The Culleton bankruptcy – part 4 of 4 – and the effect of a “stay”

The end of this saga came on 10 February 2017, when the Full Federal Court made orders amending para 2 of its 3 February orders to re-state that the appeal of Mr Culleton be dismissed and adding that Balwyn’s legal costs be paid out of Culleton’s bankrupt estate. Brief reasons for making the costs order in favour of the respondent to the appeal were given: Culleton v Balwyn Nominees (No 2) [2017] FCAFC 12.

The bankruptcy of Mr Culleton is now activated, if that is the word for what happens when a stay of a sequestration order ends.

The effect of a stay

An important legal issue for lawyers and trustees is the effect of a stay.

Does it operate to stop a person becoming a ‘bankrupt’, despite the sequestration order, as Mr Culleton argued, or does it merely stay the effect of the order?

That question was raised in the Court of Disputed Returns before Gageler J who commented that

“A view had been taken that ss 44(iii) and 45 of the Constitution have operated in light of the sequestration order made by Barker J on 23 December 2016 to cause Senator Culleton’s place to be vacated notwithstanding that the order is the subject of an appeal to the Full Court of the Federal Court and that all proceedings under the sequestration order have been stayed pending the determination of that appeal …”.
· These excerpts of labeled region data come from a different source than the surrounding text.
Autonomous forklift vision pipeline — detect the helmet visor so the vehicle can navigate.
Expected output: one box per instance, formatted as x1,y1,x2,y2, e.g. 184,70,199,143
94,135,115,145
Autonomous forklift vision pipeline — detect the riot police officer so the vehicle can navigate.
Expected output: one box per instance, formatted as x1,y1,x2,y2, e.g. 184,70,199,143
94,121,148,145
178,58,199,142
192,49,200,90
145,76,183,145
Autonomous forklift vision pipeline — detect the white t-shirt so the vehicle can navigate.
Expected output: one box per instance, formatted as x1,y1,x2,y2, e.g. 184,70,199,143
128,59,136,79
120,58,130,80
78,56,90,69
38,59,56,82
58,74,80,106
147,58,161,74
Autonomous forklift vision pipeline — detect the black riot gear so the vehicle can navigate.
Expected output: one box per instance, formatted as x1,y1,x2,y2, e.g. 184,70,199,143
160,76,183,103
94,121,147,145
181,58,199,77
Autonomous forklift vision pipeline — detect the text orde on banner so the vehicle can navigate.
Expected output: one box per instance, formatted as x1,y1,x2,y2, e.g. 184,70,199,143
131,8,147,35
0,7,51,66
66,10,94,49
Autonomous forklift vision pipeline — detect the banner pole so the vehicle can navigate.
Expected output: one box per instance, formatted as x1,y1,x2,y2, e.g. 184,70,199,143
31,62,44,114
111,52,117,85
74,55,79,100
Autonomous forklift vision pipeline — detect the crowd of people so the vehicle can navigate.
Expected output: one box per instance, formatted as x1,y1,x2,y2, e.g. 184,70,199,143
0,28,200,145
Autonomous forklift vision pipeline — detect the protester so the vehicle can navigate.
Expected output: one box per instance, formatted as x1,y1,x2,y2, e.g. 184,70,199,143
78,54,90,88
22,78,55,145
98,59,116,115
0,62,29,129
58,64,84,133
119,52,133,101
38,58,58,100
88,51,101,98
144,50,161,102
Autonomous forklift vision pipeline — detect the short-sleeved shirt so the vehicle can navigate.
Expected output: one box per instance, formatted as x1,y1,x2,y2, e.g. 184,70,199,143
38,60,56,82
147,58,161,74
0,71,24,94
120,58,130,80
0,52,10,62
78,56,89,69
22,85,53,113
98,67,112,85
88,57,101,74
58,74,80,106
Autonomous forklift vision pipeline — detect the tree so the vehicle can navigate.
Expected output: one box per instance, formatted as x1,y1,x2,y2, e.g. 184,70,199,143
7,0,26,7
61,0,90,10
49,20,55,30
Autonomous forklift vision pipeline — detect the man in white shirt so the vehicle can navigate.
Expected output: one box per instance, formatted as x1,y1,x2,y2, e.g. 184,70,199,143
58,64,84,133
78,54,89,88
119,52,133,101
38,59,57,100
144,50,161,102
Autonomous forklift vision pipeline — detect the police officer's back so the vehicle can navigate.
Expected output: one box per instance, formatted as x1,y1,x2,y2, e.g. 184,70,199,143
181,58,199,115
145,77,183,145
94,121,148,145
However, Justice Gageler did not decide that issue, the High Court being concerned only with the impact of the criminal conviction, under s 44(ii) of the Constitution, on which the Court found against Mr Culleton: Re Culleton [2017] HCA 3.

The issue was also raised before the Full Federal Court, which dismissed Culleton’s appeal from his sequestration order: Culleton v Balwyn Nominees Pty Ltd [2017] FCAFC 8.
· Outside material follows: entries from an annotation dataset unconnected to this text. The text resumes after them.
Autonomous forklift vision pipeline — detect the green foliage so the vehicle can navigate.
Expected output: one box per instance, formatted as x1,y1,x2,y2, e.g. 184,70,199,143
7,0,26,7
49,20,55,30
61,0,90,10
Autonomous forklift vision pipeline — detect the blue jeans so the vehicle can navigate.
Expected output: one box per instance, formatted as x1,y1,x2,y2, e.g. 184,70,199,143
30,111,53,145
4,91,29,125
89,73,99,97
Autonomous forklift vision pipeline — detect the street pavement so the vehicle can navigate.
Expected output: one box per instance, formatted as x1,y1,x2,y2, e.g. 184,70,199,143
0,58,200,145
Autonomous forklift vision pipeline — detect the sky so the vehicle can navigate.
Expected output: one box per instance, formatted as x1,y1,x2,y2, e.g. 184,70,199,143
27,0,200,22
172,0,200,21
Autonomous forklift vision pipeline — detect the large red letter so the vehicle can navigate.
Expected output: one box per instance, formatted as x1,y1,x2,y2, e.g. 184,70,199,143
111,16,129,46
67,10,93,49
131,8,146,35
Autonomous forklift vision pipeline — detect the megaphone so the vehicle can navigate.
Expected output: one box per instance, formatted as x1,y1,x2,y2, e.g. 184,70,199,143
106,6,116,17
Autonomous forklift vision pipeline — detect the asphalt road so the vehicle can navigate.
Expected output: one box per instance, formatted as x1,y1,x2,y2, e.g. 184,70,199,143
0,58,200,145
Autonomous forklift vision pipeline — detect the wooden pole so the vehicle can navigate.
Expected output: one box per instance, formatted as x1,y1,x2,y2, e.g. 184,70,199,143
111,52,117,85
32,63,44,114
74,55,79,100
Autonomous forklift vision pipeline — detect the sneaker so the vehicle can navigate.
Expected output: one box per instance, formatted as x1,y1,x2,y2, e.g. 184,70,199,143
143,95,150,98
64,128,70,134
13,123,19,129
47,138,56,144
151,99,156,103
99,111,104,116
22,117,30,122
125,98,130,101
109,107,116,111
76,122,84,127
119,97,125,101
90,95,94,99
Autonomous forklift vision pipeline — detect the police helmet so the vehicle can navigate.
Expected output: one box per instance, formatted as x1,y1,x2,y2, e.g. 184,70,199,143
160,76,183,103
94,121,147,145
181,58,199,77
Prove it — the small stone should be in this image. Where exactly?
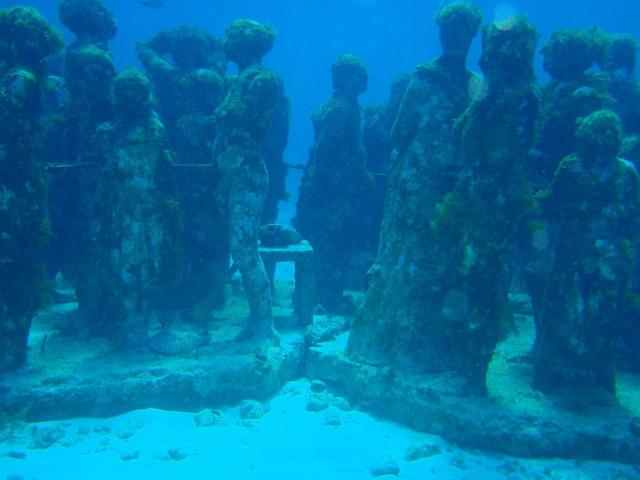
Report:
[324,407,342,427]
[120,450,140,462]
[370,460,400,477]
[240,400,266,420]
[167,448,189,462]
[331,397,351,412]
[93,425,111,434]
[193,408,229,427]
[307,394,330,412]
[4,450,27,460]
[404,440,442,462]
[29,425,66,449]
[115,418,149,440]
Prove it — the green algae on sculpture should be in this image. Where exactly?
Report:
[78,69,183,348]
[224,19,276,70]
[137,25,229,309]
[540,28,598,80]
[59,0,117,48]
[436,1,482,57]
[534,110,640,400]
[214,20,284,344]
[0,6,63,69]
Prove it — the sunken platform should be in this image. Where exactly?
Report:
[0,284,640,464]
[306,320,640,464]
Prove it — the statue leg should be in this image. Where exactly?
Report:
[229,182,279,344]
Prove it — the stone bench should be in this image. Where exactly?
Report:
[260,240,314,327]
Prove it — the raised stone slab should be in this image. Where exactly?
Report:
[0,302,304,421]
[306,334,640,464]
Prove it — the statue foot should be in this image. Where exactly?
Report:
[233,318,280,347]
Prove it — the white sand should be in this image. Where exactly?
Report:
[0,380,640,480]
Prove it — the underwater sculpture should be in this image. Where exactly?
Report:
[534,110,640,403]
[136,25,227,144]
[47,0,116,286]
[293,55,372,313]
[527,28,607,188]
[598,30,640,168]
[444,17,540,393]
[214,19,283,344]
[362,73,411,253]
[0,6,63,373]
[77,69,183,348]
[59,0,117,50]
[137,26,229,311]
[349,2,482,378]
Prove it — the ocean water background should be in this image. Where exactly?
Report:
[5,0,640,212]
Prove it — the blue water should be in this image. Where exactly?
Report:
[8,0,640,200]
[0,0,640,480]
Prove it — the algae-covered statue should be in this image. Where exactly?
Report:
[47,0,116,286]
[444,17,539,393]
[0,6,62,373]
[349,2,481,378]
[78,69,182,348]
[137,25,229,311]
[528,28,606,187]
[214,19,283,343]
[293,55,372,313]
[534,110,640,405]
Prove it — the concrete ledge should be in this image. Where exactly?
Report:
[0,328,304,421]
[306,334,640,464]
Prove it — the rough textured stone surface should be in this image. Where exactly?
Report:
[306,336,640,463]
[0,328,304,421]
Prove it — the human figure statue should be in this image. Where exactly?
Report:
[349,2,482,376]
[527,28,606,188]
[47,0,117,287]
[137,25,229,315]
[0,6,63,374]
[214,19,283,344]
[293,55,372,313]
[78,69,183,348]
[534,110,640,406]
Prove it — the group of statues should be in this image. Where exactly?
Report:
[0,0,640,406]
[348,1,640,404]
[0,0,289,371]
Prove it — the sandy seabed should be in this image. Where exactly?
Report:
[0,379,640,480]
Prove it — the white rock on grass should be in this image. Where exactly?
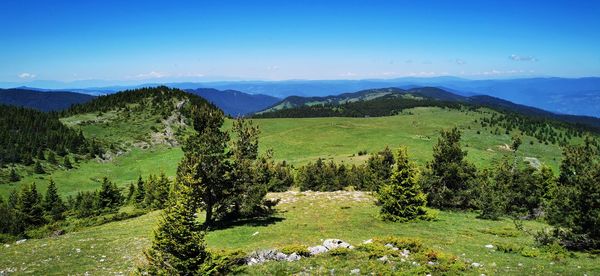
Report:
[385,243,400,251]
[308,245,329,255]
[400,249,410,257]
[323,239,354,250]
[286,253,302,262]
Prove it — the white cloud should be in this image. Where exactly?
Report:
[135,71,167,79]
[338,72,357,77]
[508,54,538,62]
[19,72,35,79]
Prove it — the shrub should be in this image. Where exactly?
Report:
[281,244,310,257]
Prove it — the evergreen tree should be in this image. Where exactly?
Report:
[48,151,58,165]
[177,106,232,225]
[63,156,73,170]
[8,168,21,182]
[423,127,476,209]
[135,175,146,205]
[43,179,66,221]
[377,147,427,222]
[145,175,209,275]
[227,119,269,219]
[33,161,46,174]
[546,140,600,249]
[97,177,123,211]
[477,168,510,220]
[125,183,135,202]
[152,172,171,209]
[18,183,44,227]
[36,148,46,160]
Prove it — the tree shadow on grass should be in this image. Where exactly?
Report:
[208,216,285,231]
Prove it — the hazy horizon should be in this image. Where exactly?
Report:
[0,1,600,85]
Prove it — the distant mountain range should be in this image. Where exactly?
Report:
[0,88,95,111]
[0,87,280,116]
[185,88,281,117]
[0,77,600,117]
[0,77,600,117]
[257,87,600,130]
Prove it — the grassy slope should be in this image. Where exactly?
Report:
[0,108,561,197]
[255,107,561,170]
[0,193,600,275]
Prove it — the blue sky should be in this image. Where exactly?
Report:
[0,0,600,83]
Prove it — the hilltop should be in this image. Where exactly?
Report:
[0,88,95,111]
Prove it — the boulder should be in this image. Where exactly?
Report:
[308,245,329,255]
[323,239,354,250]
[286,253,302,262]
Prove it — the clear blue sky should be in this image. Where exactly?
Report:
[0,0,600,82]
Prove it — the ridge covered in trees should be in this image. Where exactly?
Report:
[253,87,600,133]
[0,105,95,166]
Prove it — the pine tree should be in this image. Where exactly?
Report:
[377,147,428,222]
[177,106,232,225]
[423,127,476,209]
[477,167,510,220]
[43,179,66,221]
[36,148,46,160]
[126,183,135,202]
[546,142,600,249]
[18,183,44,227]
[48,151,58,165]
[98,177,123,211]
[145,175,209,275]
[135,175,146,205]
[33,161,46,174]
[8,168,21,182]
[63,156,73,170]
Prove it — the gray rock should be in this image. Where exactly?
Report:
[273,252,287,261]
[384,243,400,251]
[400,249,410,257]
[323,239,354,250]
[246,249,288,265]
[308,245,329,255]
[286,253,302,262]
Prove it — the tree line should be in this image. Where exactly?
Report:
[0,105,93,167]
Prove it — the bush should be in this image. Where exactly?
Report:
[281,244,310,257]
[200,250,246,275]
[373,236,423,252]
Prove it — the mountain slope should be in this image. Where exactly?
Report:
[0,88,95,111]
[255,87,600,130]
[185,88,280,117]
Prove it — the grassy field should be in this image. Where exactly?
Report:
[0,108,572,197]
[0,192,600,275]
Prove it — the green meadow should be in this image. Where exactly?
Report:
[0,192,600,275]
[0,107,561,197]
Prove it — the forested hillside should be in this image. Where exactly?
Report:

The judgment records a submission for Mr Culleton that the effect of a stay is “to nullify or stay the effect or the operation of the sequestration order itself”. The Full Court said

“it has not been necessary to decide whether this is correct. It should not be thought that by extending the stay we agree with that submission”.

Case law confirms the Full Court’s caution. A series of older cases have held that if a stay is granted by the court, the person is still a bankrupt at the date of the order, but the consequences of the Bankruptcy Act do not operate while the stay is in operation. It is not the sequestration order itself which operates to change the debtor’s status or vest his/her property in the trustee: the making of the order is simply the event upon which the Act (particularly s 43(2) and s 58(1)) operates to bring about the consequences for the debtor’s status and property: see Evans v Heather Thiedeke Group Pty Ltd [1990] FCA 376 referring also to Re Wardle; Ex parte Widin [1987] FCA 14 and Allanson v Midland Credit Ltd [1977] FCA 14.

The sequestration is still recorded on the NPII even though a stay is in operation: Watts v Bendigo & Adelaide Bank Ltd (No 2) [2010] FCA 1429.

‘Suspension’ of a sequestration order would have had the effect for which Mr Culleton contended. However s 37 of the Bankruptcy Act is not available. It was amended by the Bankruptcy Amendment Act 1991, to remove the power of a court to rescind or suspend a sequestration order, so as to confirm annulment and discharge as the two ways that bankruptcy ends. (It also ends when the sequestration order is set aside on appeal).

One issue that perhaps remains open is whether a stay under s 52(3) of the Bankruptcy Act for the first 21 days – “stay all proceedings under a sequestration order for a period not exceeding 21 days” – has a different effect than a stay for more days under FCR r 36.08(2) “stay the execution of the proceeding”.